Но это мне не удалось. Я слышал, как ветер разгуливал по горному склону, как он раскачивал ветви меланхолических сосен, а затем врывался в дом и стучал во все двери. Иногда сквозняки разметывали мои волосы по подушке, нашептывая что-то невнятное. Смолистые бревенчатые стены, казалось, вот-вот пустят ростки, и даже под шкуру забиралась промозглая сырость. Я чувствовал себя, как Робинзон Крузо, когда он устраивался на ветках своего дерева и втаскивал за собой лестницу, или как младенец из детской песенки[2]. После получасового бодрствования я уже горько сожалел, что остался ночевать в Уингдэме; через три четверти часа я раскаялся в том, что лег спать, а проворочавшись еще пятнадцать минут, встал и оделся. Я помнил, что в большой комнате топился камин. Может быть, он и теперь еще топится? Я открыл дверь и ощупью пробрался по коридору, где слышался храп германцев и свист ночного ветра. Не то спустившись, не то свалившись с лестницы, я наконец добрался до большой комнаты и увидел, что огонь в камине еще горит. Я пододвинул к нему стул, помешал головни носком башмака и, когда они вспыхнули ярче, с удивлением обнаружил, что рядом сидит Партения, покачивая на руках младенца весьма блеклого вида.

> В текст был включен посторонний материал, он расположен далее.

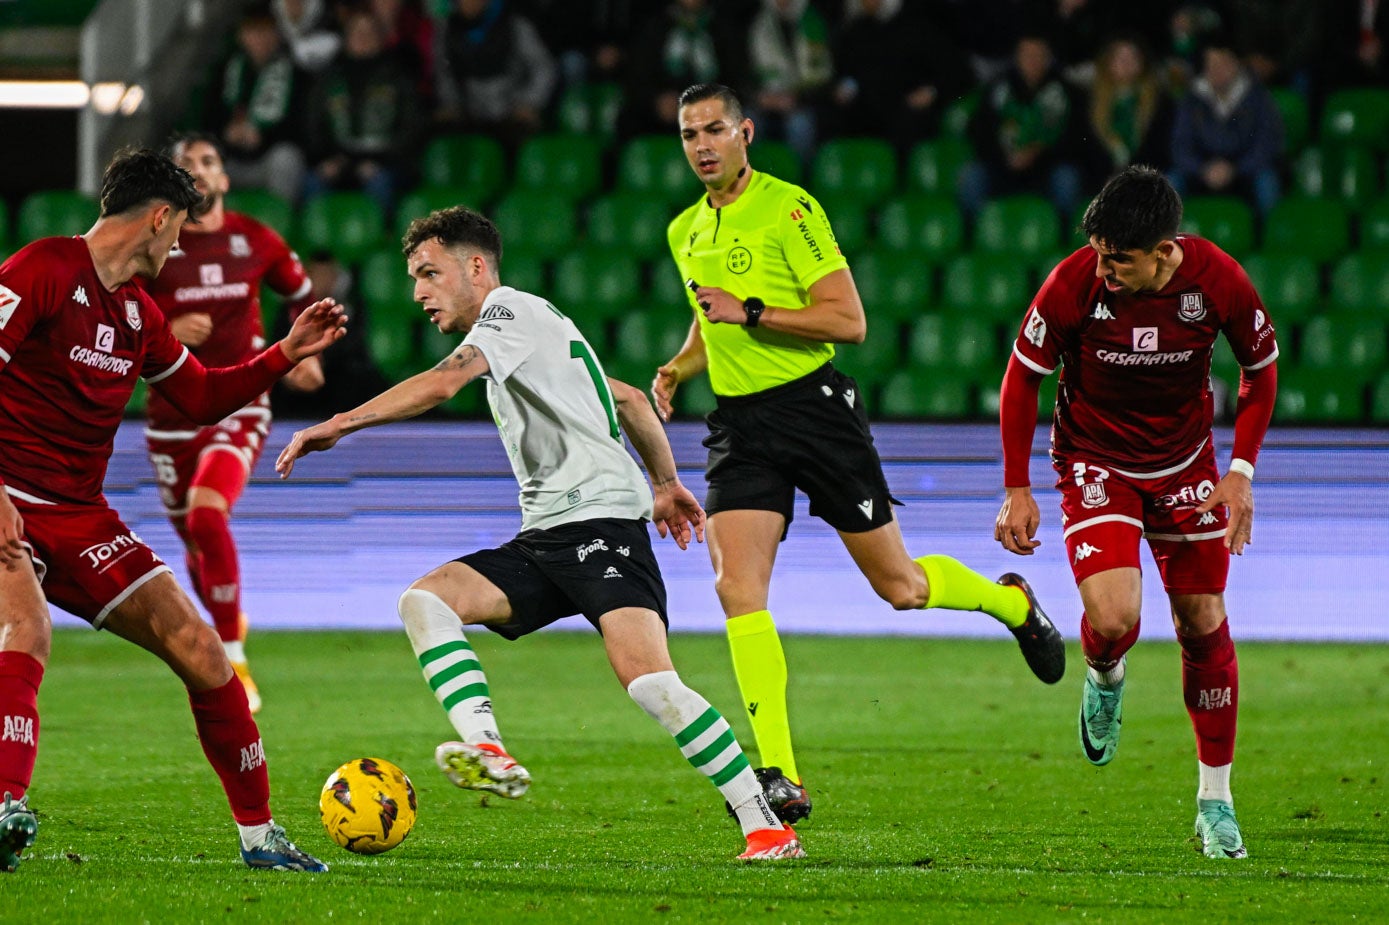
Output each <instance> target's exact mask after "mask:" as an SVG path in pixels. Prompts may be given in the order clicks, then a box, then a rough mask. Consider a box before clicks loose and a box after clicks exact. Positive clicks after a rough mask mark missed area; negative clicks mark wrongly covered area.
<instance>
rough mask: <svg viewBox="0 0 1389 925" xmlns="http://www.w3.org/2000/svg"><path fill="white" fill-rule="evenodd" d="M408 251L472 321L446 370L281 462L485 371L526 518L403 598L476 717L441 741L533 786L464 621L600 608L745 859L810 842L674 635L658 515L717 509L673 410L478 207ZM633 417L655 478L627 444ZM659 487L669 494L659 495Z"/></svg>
mask: <svg viewBox="0 0 1389 925" xmlns="http://www.w3.org/2000/svg"><path fill="white" fill-rule="evenodd" d="M404 254H406V260H407V263H408V268H410V275H411V276H413V278H414V281H415V301H418V303H421V304H422V306H424V310H425V313H426V314H428V315H429V319H431V321H432V322H433V324H435V325H436V326H438V328H439V331H440V332H442V333H458V332H461V333H465V335H467V336H465V338H464V340H463V343H461V344H460V346H458V349H457V350H454V351H453V353H451V354H450V356H449V357H446V358H444V360H443V361H440V363H439V364H438V365H436V367H435V368H432V369H428V371H425V372H421V374H418V375H415V376H413V378H410V379H406V381H404V382H401V383H399V385H396V386H393V387H390V389H388V390H386V392H383V393H381V394H379V396H376V397H375V399H371V400H369V401H367V403H365V404H363V406H360V407H358V408H356V410H353V411H347V412H344V414H338V415H333V417H332V418H329V419H328V421H324V422H322V424H317V425H314V426H311V428H307V429H304V431H300V432H297V433H294V436H293V439H292V440H290V442H289V446H286V447H285V450H283V453H281V456H279V460H278V461H276V462H275V468H276V469H278V471H279V474H281V475H282V476H288V475H289V474H290V472H292V471H293V468H294V460H297V458H299V457H301V456H304V454H307V453H313V451H315V450H328V449H331V447H332V446H333V444H336V443H338V440H340V439H342V437H343V436H346V435H349V433H351V432H354V431H360V429H361V428H367V426H376V425H381V424H388V422H390V421H401V419H404V418H411V417H414V415H417V414H421V412H422V411H428V410H429V408H432V407H435V406H438V404H440V403H443V401H447V400H449V399H450V397H453V396H454V394H456V393H457V392H458V390H460V389H461V387H464V386H465V385H468V383H469V382H472V381H474V379H479V378H481V379H485V381H486V383H488V401H489V404H490V406H492V415H493V418H494V419H496V422H497V428H499V431H500V435H501V442H503V444H504V446H506V450H507V456H508V457H510V460H511V468H513V471H514V472H515V476H517V482H518V483H519V486H521V496H519V500H521V515H522V517H521V525H522V531H521V533H519V535H518V536H517V537H515V539H513V540H510V542H507V543H503V544H501V546H500V547H497V549H488V550H479V551H475V553H469V554H467V556H463V557H460V558H457V560H453V561H450V562H444V564H443V565H440V567H438V568H435V569H433V571H432V572H429V574H428V575H425V576H424V578H421V579H419V581H417V582H415V583H413V585H411V586H410V587H408V589H407V590H406V593H404V594H401V596H400V603H399V610H400V619H401V622H404V626H406V633H407V635H408V636H410V643H411V646H413V647H414V651H415V656H417V657H418V660H419V665H421V668H422V669H424V675H425V679H426V681H428V682H429V686H431V689H432V690H433V692H435V696H436V697H438V700H439V703H440V704H442V706H443V708H444V711H446V712H447V715H449V721H450V722H451V724H453V726H454V729H456V731H457V733H458V737H460V740H458V742H446V743H443V744H440V746H439V749H438V751H436V753H435V757H436V761H438V764H439V768H440V769H442V771H443V772H444V774H446V775H447V776H449V778H450V779H451V781H453V782H454V783H456V785H458V786H460V787H467V789H474V790H488V792H492V793H499V794H501V796H506V797H513V799H514V797H519V796H522V794H524V793H525V792H526V787H528V786H529V785H531V775H529V772H528V771H526V769H525V768H524V767H521V765H519V764H518V762H517V760H515V758H513V757H511V756H510V754H508V753H507V751H506V749H504V747H503V743H501V735H500V732H499V731H497V722H496V717H494V715H493V712H492V694H490V692H489V689H488V679H486V675H485V674H483V671H482V665H481V664H479V662H478V657H476V654H475V653H474V650H472V646H469V644H468V639H467V633H465V632H464V626H472V625H482V626H486V628H488V629H490V631H493V632H496V633H499V635H500V636H503V637H506V639H518V637H519V636H524V635H526V633H531V632H535V631H538V629H540V628H543V626H547V625H550V624H553V622H554V621H557V619H561V618H564V617H571V615H574V614H583V617H585V618H588V621H589V622H592V624H593V625H594V626H596V628H597V629H599V631H600V632H601V635H603V643H604V646H606V649H607V656H608V661H610V662H611V665H613V669H614V672H615V674H617V676H618V681H619V682H621V683H622V686H624V687H626V692H628V693H629V694H631V696H632V699H633V700H635V701H636V703H638V704H639V706H640V707H642V708H643V710H646V711H647V712H649V714H650V715H651V718H654V719H656V721H657V722H660V724H661V726H664V728H665V729H667V731H668V732H669V733H671V735H672V736H674V737H675V742H676V744H678V746H679V749H681V753H682V754H683V756H685V757H686V758H688V760H689V762H690V764H692V765H693V767H694V768H696V769H699V771H700V772H701V774H704V775H706V776H707V778H708V779H710V781H711V782H713V783H714V785H715V786H717V787H718V790H720V793H722V794H724V797H725V799H726V800H728V804H729V807H731V808H732V811H733V814H735V815H736V818H738V821H739V825H742V829H743V835H745V837H746V839H747V850H746V851H743V854H740V856H739V857H740V858H743V860H750V861H751V860H776V858H792V857H804V851H803V850H801V846H800V840H799V839H797V836H796V833H795V832H793V831H792V828H790V826H788V825H783V824H782V822H781V821H779V819H778V818H776V817H775V815H774V814H772V811H771V807H768V804H767V799H765V797H764V796H763V790H761V786H760V785H758V782H757V778H756V775H754V774H753V769H751V765H750V764H749V762H747V758H746V757H745V756H743V750H742V747H739V744H738V740H736V739H735V737H733V731H732V729H731V728H729V725H728V722H726V721H725V719H724V717H721V715H720V712H718V711H717V710H715V708H714V707H711V706H710V704H708V701H707V700H704V697H701V696H700V694H699V693H696V692H694V690H692V689H689V687H686V686H685V683H683V682H682V681H681V678H679V675H678V674H676V672H675V668H674V665H672V664H671V657H669V653H668V650H667V644H665V631H667V615H665V585H664V582H663V579H661V571H660V567H658V565H657V561H656V556H654V554H653V551H651V542H650V535H649V533H647V529H646V521H653V522H654V524H656V528H657V531H658V532H660V533H661V536H667V535H671V536H672V537H674V539H675V542H676V544H679V547H681V549H685V547H686V546H688V543H689V540H690V536H692V535H693V536H694V537H696V539H699V540H703V537H704V511H703V508H701V507H700V504H699V501H697V500H696V499H694V496H693V494H692V493H690V492H689V489H686V487H685V486H683V485H682V483H681V481H679V476H678V475H676V471H675V458H674V456H672V454H671V447H669V443H668V442H667V439H665V432H664V431H663V429H661V424H660V419H658V418H657V417H656V412H654V411H653V410H651V406H650V404H647V400H646V397H644V394H643V393H642V390H640V389H636V387H633V386H629V385H626V383H624V382H618V381H617V379H608V378H607V376H606V375H604V372H603V367H601V365H600V363H599V360H597V357H594V356H593V350H592V349H590V347H589V343H588V340H585V339H583V335H582V333H579V329H578V328H576V326H575V325H574V322H572V321H569V318H567V317H565V315H564V314H561V313H560V310H558V308H556V307H554V306H551V304H550V303H549V301H546V300H544V299H540V297H538V296H533V294H531V293H525V292H519V290H517V289H513V288H510V286H503V285H501V282H500V278H499V265H500V258H501V238H500V235H499V233H497V229H496V226H493V224H492V222H490V221H488V219H486V218H485V217H482V215H479V214H478V213H474V211H471V210H467V208H463V207H453V208H444V210H439V211H435V213H431V214H429V215H428V217H425V218H417V219H415V221H414V222H411V225H410V228H408V229H407V232H406V238H404ZM624 431H625V432H626V435H628V437H629V439H631V440H632V444H633V447H635V449H636V451H638V453H639V454H640V457H642V461H643V462H644V464H646V468H647V472H649V474H650V478H651V486H650V487H647V483H646V479H643V478H642V471H640V469H639V468H638V465H636V462H635V461H633V460H632V456H631V454H629V453H628V450H626V447H625V446H624V443H622V432H624ZM653 490H654V500H653V494H651V493H653Z"/></svg>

Я спросил, почему она полуночничает.

По средам она всегда дожидается прибытия почтовой кареты, а тогда будит мужа и устраивает пассажиров.

А она не устает?

Немножко. Но Эбнер (варвара, оказывается, крестили Эбнером) обещал будущей весной нанять ей прислугу, если дела пойдут хорошо.

Много ли у них постояльцев?

Столуется у них человек сорок, да еще приезжие; этих они пускают столько, сколько по силам обслужить ей и мужу. Но у него-то и кроме того хватает работы.

Какой же?

Ну, он дрова рубит и присматривает за фургонами торговцев.

Давно ли она замужем?

Десятый год. Двое у нее умерло: девочка и мальчик. А трое ничего, живут. Сам он из Иллинойса. А она из Бостона. Училась там. (В «Бостонской высшей женской школе» — геометрия, алгебра, немножко латыни и греческого.) Родители умерли. Приехала в Иллинойс одна, школьной учительницей. Познакомилась с ним... да-да... брак по любви. («Две души» и проч. и проч.) Поженились и уехали в Канзас. А оттуда через прерии в Калифорнию. Всегда подальше от цивилизованных мест. Ему так нравится.